二丁目で飲んでいたら、隣りに年の差が離れたカップルが座った。
つきあい出して間も無く1年だというふたりは、仲睦まじく、しょっちゅう手を握り合っている。
年配の方はコムデギャルソンのハート型のイラストのTシャツを着ていて、54歳。下の子は韓国人で38歳。その差は僕とKとの差と同じく16歳だ。
二泊三日でずっと一緒に夏休みを過ごして、海に行ったり美術館に行ったり、手料理を食べたり、どんなに楽しかったかが自ずと伝わってくる。
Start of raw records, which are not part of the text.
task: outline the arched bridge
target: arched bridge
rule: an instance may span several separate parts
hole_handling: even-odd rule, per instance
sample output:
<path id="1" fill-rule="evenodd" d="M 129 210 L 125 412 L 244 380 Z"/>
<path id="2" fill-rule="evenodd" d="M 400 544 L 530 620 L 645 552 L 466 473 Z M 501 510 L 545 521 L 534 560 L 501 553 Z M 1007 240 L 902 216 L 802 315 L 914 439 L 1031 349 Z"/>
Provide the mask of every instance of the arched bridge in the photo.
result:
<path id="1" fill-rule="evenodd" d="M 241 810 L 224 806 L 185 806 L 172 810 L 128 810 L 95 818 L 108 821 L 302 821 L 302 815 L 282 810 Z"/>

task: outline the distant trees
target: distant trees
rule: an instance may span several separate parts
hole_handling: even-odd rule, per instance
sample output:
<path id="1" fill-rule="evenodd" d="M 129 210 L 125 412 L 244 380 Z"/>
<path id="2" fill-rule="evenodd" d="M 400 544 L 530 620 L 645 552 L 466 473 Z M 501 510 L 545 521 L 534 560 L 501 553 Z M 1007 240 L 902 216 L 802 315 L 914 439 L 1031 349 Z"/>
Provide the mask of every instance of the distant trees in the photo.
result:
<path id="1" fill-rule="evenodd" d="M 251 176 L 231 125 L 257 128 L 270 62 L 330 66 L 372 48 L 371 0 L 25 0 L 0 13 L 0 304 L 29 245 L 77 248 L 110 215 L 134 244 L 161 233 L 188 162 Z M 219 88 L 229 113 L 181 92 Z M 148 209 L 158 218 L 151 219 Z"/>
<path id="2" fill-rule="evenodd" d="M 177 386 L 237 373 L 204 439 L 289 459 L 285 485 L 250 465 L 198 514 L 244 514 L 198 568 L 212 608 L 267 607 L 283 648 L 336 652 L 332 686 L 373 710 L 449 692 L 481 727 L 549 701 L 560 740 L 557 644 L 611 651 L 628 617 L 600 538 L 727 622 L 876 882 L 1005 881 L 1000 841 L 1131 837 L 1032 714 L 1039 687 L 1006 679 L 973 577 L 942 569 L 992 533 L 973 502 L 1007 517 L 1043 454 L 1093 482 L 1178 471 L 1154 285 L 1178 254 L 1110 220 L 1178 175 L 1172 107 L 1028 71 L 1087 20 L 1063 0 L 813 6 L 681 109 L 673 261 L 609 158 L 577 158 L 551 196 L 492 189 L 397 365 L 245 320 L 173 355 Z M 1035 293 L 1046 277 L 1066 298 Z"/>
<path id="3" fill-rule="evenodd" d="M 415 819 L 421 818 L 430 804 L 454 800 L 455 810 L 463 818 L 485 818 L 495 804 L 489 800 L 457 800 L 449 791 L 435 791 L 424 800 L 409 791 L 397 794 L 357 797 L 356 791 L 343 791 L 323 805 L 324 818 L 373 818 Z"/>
そして、年配の人が言う。「この子、いつも別れる時、泣くんですよ。寂しいって言って…」若い子は、恥ずかしそうに言わないでくれと年配をたたく。
そんなおのろけを聞きながら、僕は笑ってばかりいた。ふたりは同じコムデギャルソンのTシャツも持っていて、若い子はお揃いは嫌がるけど、年配の方は一緒のものを着たいと言う。
年配「昔は私がヤキモチを妬いてばかりいたのに、今はこの子が私にヤキモチを妬くんですよ。携帯の中まで見せろと言うんですよ…」
年配「私が死んだら、私の遺産は全部この子に遺すつもりなんです…」
そんな話をするから、また若い子は年配をたたく。
このカップルだって、もしかしたら一年後、いや、三ヶ月後だってどうなっているのかはわからない。
僕たちは生きていて、毎日心も変わってゆくからだ。
それでも僕は、なんだかふたりを見ているだけで無性にうれしかった。
今、ふたりは愛し合っているというだけで、他には何も必要ないように思えたのだ。